As for his grandfather, now retired and in senior living in Winfield, “I’m close to him in a different kind of way,” Matthew said. “I know him the most through his writings, to be honest. That’s the peak of his faith side. All he wrote down is right there.” 

Matthew Wilke preaches in the rain at Tonganoxie VFW Park. Photo by David Burke

Coincidentally, “I’ve never heard him preach, and he’s known for preaching,” Matthew said. 

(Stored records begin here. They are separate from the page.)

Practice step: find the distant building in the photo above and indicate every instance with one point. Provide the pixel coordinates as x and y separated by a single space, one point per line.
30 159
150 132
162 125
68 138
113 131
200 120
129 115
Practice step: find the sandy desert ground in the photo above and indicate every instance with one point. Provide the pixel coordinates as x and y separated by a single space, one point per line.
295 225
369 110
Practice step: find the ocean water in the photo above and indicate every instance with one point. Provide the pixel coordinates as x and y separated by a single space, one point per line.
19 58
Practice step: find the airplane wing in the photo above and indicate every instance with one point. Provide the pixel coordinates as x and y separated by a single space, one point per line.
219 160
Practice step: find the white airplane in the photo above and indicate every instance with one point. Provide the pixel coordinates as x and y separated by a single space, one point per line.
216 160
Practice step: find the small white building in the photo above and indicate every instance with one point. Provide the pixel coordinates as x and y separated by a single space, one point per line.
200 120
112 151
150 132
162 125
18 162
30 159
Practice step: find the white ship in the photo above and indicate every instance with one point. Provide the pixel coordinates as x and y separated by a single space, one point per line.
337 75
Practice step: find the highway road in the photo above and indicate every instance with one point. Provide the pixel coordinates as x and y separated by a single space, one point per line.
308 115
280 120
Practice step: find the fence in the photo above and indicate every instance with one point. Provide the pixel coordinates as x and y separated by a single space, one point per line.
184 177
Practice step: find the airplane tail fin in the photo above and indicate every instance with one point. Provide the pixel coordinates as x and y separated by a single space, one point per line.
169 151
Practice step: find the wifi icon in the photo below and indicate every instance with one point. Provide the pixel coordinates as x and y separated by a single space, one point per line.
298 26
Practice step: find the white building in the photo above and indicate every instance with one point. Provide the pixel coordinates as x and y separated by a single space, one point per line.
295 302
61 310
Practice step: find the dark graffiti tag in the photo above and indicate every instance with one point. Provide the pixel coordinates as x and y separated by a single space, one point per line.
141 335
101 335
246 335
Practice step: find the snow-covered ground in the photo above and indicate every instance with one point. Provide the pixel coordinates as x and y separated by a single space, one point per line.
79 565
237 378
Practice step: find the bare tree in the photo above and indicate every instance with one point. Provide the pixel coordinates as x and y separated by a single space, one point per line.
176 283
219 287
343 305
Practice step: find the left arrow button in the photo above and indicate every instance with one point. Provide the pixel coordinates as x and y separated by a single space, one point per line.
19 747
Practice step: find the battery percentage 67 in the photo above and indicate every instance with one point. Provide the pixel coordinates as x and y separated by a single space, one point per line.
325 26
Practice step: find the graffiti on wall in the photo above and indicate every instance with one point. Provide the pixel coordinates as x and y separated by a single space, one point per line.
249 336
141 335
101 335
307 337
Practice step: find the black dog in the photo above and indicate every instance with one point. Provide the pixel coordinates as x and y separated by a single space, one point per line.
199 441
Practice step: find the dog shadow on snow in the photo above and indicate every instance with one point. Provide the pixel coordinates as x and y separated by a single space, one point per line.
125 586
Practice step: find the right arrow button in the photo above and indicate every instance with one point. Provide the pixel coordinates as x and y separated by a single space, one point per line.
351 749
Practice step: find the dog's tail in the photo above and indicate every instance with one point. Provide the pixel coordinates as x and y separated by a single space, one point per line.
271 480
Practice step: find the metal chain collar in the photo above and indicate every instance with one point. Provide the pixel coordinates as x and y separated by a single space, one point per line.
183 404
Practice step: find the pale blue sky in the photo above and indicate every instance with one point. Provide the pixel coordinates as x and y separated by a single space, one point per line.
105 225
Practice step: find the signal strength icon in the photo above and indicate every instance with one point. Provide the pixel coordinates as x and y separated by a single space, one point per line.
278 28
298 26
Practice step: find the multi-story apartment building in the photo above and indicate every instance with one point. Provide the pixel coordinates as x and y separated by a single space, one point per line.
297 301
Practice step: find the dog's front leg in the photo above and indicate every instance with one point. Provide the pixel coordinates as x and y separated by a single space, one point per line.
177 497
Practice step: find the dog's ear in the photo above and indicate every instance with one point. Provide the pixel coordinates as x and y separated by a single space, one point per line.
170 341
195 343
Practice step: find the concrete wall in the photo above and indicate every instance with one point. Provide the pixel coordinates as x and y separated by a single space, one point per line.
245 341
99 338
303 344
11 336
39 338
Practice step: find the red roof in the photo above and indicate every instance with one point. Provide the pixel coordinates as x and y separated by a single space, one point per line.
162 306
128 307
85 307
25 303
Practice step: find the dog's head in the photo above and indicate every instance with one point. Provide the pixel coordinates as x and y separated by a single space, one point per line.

When Matthew finally made the decision to go into ministry, he thought at the time his father felt indifferent. 

“He was trying to be impartial,” he said. “Ministry is a calling, and he was like, ‘Maybe you are called, I don’t know.’ And I thought, ‘That’s not the response I wanted.’” 

Paul Wilke says he tried to follow the example of his own father. 

“When I was called to ministry, I talked to my dad about it. He was always non-pushy. I followed that lead with Matthew,” he said. “Not that I didn’t believe in Matthew or didn’t want him to be in ministry, but the last thing I wanted to do as a parent was to push my son into a vocation, especially the vocation of ministry, if God wasn’t in it.” 

Matthew also discovered that previous generations had their turning points in ministry. 

“He has his own journey, and my grandpa has his own journey,” he said. “My dad and my grandpa both have stories of particular moments that were influential in their lives.” 

His grandfather and parents watch his sermons online, Matthew said, and Bishop Wilke funnels praise through Paul and Janelle Wilke, Matthew’s mother. His father has been complimentary, he said, but his mother is requesting “more jokes and personal stories.” 

The more Matthew studies his grandfather’s work, the more respect he has for the 90-year-old retired bishop, including his collegiate life as an award-winning debater at Yale. 

“But,” his grandson said with a smile, “he didn’t get everyone to sit out in a rainstorm.”